В этой организации порядка и самоуправления общины нотариусов лежал прочный залог их независимости, а следовательно, и способности правильно и надежным образом удостоверять важные для правовой жизни события и акты.
С этим значением и с этими качествами итальянский нотариат привился очень хорошо во Франции, поддерживаемый королевской властью (notaires royaux), и выдержал тут не только все друг друга сменявшие системы государственного управления, но и большую революцию, так что нотариат во Франции и до сих пор функционирует самостоятельно, наравне с судом, со значительной долей корпоративных прав, в очень широкой сфере публично достоверного и необходимого для частных лиц юридического содействия.
Во Франции суд никому не делает никаких услуг, он только судит; все формы содействия частным лицам в их юридических актах лежат исключительно на обязанности gens de la plume, особенно нотариусов. Совершенная с содействием нотариата сделка способна приобрести не только характер публично достоверной, но и подлежащей без содействия суда исполнительному производству[10].
Таково значение французского нотариата. Что касается его организации, то существенные стороны ее таковы. Это суть публичные должностные лица (fonctionnaires publics). Но в способе назначения их (по закону, служащему основой и теперешнего порядка, 25 марта 1811 года или 16 марта 1803 г.) главой государства (тогда первым консулом, art. 45), по представлению предшественника (droit de presentation), лежит существенное отличие от общего порядка определения на публичные должности, ибо предшественник не представляет кандидата иначе, как за денежное вознаграждение, обыкновенно очень высокое, соответственное доходности округа, который он ведает (art. 5). Отсюда упрек в продажности (venalite).

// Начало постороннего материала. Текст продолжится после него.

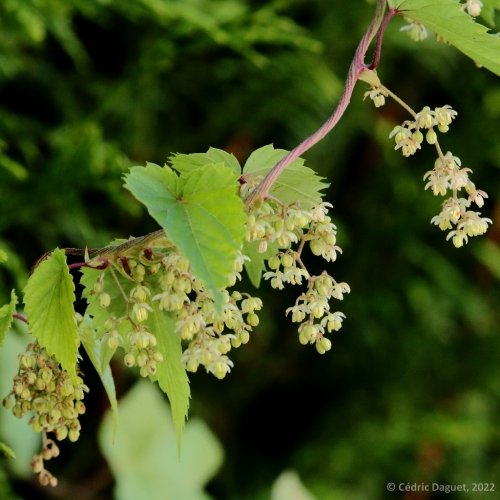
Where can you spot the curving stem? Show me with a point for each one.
(357, 66)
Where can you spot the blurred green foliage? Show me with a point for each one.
(410, 391)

От вступающего в нотариусы требуется 25-летний возраст, 6-летний практический искус по части ведения дел у нотариуса (art. 35, 36 и след.), нравственная безупречность и обладание известной степенью моральных качеств (art. 43), имущественный, довольно больших размеров, ценз и, наконец, внос определенной суммы в виде залога (art. 33, 34).
Лицо, удовлетворяющее всем этим требованиям, может вступить в сословие нотэров и вместе с сим приобщается к пользованию большими правами и обширной юрисдикцией, получая полномочие удостоверять разнообразные сделки и акты.
Над деятельностью нотэров учреждается надзор в виде особой дисциплинарной камеры (chambre de discipline), задача которого заключается частью во внутренней дисциплине сословия, частью в рассмотрения возникающих между нотариусами и их клиентами споров и пререканий, которые разрешаются судом (Sect. III art. 50, 51 и след.[11]).
Учреждение французского нотариата было реципировано Германией в начале XIX столетия, особенно теми областями ее, где введен был Code civil вскоре после войн Наполеона I, как напр., в Рейнских провинциях. Французский нотариат в этих областях, однако, был несколько видоизменен в ущерб его самостоятельности в том смысле, что он подчинен надзору суда.
В других частях Германии, отчасти в крупных государствах, а по большей части в мелких, в деле установления нотариата существенную и часто решающую роль играл вопрос о доходности, которую имели в виду извлекать из этого института, и мелкие Landesherr’ы неохотно отказывались от эксплуатации доходной статьи от нотариальной функции, которую они возлагали на своих личных секретарей.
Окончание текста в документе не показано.